Are you crowdfunding yet? Why not? It's the latest craze, and you really should think about getting on board before the asteroid wipes you out ...
OK — maybe that's overstating it. But there's been a lot of hype about crowdfunding and its ability to rescue the western world from recession so you're forgiven for thinking that you've missed the boat if you're not doing it. Don't be alarmed. When it comes down to it, crowdfunding is just a form of fundraising, reframed for the 21st century. Basic fundraising principles still apply: You have a cause or a project, you tell people about it, and they pledge their support. But there are some intriguing differences that make crowdfunding a very modern way of fundraising.

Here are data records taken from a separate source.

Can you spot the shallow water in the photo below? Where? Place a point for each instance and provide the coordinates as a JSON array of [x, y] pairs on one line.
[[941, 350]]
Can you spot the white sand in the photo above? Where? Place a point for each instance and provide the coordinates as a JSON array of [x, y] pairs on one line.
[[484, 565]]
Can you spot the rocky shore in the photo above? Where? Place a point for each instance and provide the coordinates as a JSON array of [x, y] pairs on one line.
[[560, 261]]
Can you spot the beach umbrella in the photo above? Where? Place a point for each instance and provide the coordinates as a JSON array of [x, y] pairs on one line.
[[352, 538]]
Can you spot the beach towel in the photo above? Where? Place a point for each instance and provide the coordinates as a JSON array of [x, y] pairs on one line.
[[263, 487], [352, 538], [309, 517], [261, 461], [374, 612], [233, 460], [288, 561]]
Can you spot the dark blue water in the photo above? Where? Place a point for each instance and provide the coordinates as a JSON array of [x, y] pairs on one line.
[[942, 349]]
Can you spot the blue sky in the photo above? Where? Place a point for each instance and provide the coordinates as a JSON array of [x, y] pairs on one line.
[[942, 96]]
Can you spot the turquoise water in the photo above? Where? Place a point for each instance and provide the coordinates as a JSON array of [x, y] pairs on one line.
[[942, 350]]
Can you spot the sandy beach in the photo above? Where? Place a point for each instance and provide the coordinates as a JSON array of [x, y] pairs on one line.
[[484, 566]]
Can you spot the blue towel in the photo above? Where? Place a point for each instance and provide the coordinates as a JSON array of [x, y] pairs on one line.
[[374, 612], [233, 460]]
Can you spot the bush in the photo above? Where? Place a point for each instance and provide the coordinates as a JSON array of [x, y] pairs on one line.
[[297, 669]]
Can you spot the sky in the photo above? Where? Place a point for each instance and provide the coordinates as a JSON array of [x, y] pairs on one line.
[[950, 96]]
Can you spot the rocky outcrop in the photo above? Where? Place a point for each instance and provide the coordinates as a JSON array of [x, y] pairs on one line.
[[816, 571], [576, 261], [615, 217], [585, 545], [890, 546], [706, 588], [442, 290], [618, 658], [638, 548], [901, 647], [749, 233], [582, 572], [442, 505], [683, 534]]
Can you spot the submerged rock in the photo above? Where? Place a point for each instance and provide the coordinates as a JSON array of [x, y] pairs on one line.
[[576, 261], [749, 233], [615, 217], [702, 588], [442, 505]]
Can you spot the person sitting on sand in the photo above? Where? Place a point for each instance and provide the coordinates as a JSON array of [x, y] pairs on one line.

So what is it, and how is it different to fundraising, even modern online fundraising?
Crowdfunding platforms are websites that showcase your project. That could be a project to install rainwater harvesting equipment in a rural Tanzanian community or to take your prototype for a new gadget into production. Crowdfunding is best known for raising funds to get business and creative endeavors off the ground. Kickstarter.com is probably the best-known website — where you can fund anything from a virtual-reality gaming headset to a new album from an as yet unknown singer-songwriter. Kickstarter doesn't allow charity projects, but other crowdfunding websites do.
So you showcase your project on a crowdfunding website, and anyone who is attracted to it may feel compelled to pledge money to your idea. When the pledge target is reached, everyone pays up, the project is considered funded and the project starts. It's all or nothing — if the target is not met, nobody pays.
When funded, the project's donors may then get rewards — you decide that up front. In the case of a charity project, the rewards are usually project update videos or even personal thank-you phone calls from the CEO. In the case of, for example, funding an author to write a book, the reward may be a signed copy of the finished article.